What Is Write-Audit-Publish in Apache Iceberg and Why It Matters for Data Quality

The Write–Audit–Publish (WAP) pattern in Apache Iceberg offers a practical, production-grade approach to catching and fixing bad data before it reaches production. By isolating changes in an audit branch, running validation checks, and publishing only trusted data, WAP creates a repeatable and auditable quality gate for your open lakehouse. This walkthrough explores how to implement WAP with Iceberg and Spark

Data Observability

Anoop Gopalam

August 10, 2025

Enterprise data pipelines handle massive volumes of information daily. However, without proper guardrails or controls, poor-quality data can easily make its way into production, leading to skewed analytics and impacting business decisions.

Consider a financial services firm running daily ETL jobs to update a transactions table in its lakehouse. If that incoming data contains duplicates or inconsistencies and they’re not caught in time, those errors get published to production, feeding faulty metrics into BI dashboards and driving misinformed decisions.

Although data quality means different things to various stakeholders, the shared objective is consistent: delivering accurate, reliable data. For data engineering teams, achieving this at scale across diverse sources and complex pipelines is a significant challenge. For data engineers, achieving that at scale across diverse sources and evolving pipelines is a complex, high-stakes challenge.

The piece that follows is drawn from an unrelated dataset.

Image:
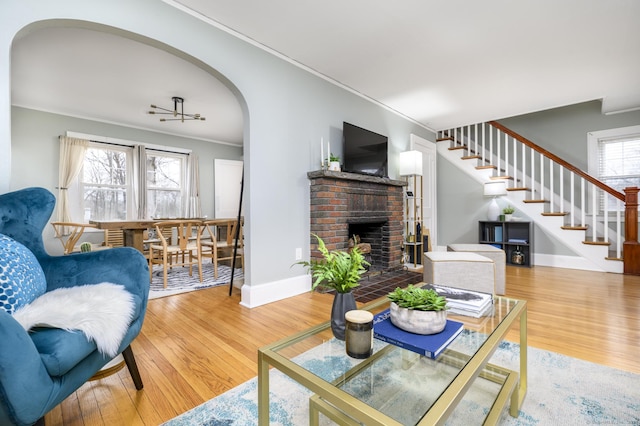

In this blog, we’ll explore the Write-Audit-Publish (WAP) pattern in Apache Iceberg and show how it helps enterprise data teams enforce data quality, isolate changes, and safely publish updates in modern lakehouse environments.

What is Write-Audit-Publish (WAP)?

Write-Audit-Publish (WAP) is a proven approach in data engineering for ensuring data quality before it reaches production. Instead of sending new data straight into live tables, WAP routes it through a controlled staging process where it can be inspected, validated, and corrected—reducing the risk of bad data polluting critical systems. The process unfolds in three key stages:

Write: New data is first written to a temporary, non-production branch or table. This keeps it isolated from active workloads, so changes won’t disrupt ongoing operations. In most implementations, this staging or audit table serves as a holding area between the data source and the final production destination.
Audit: In this stage, the staged data undergoes a comprehensive quality review. Teams can run checks for null values, duplicates, referential integrity violations, or other business-specific rules. Any issues found can be fixed here, ensuring only trusted data moves forward.
Publish: Once the data passes all validations, it’s promoted to production. This step should be atomic, meaning that downstream consumers see either all of the new changes or none, avoiding partial or inconsistent updates.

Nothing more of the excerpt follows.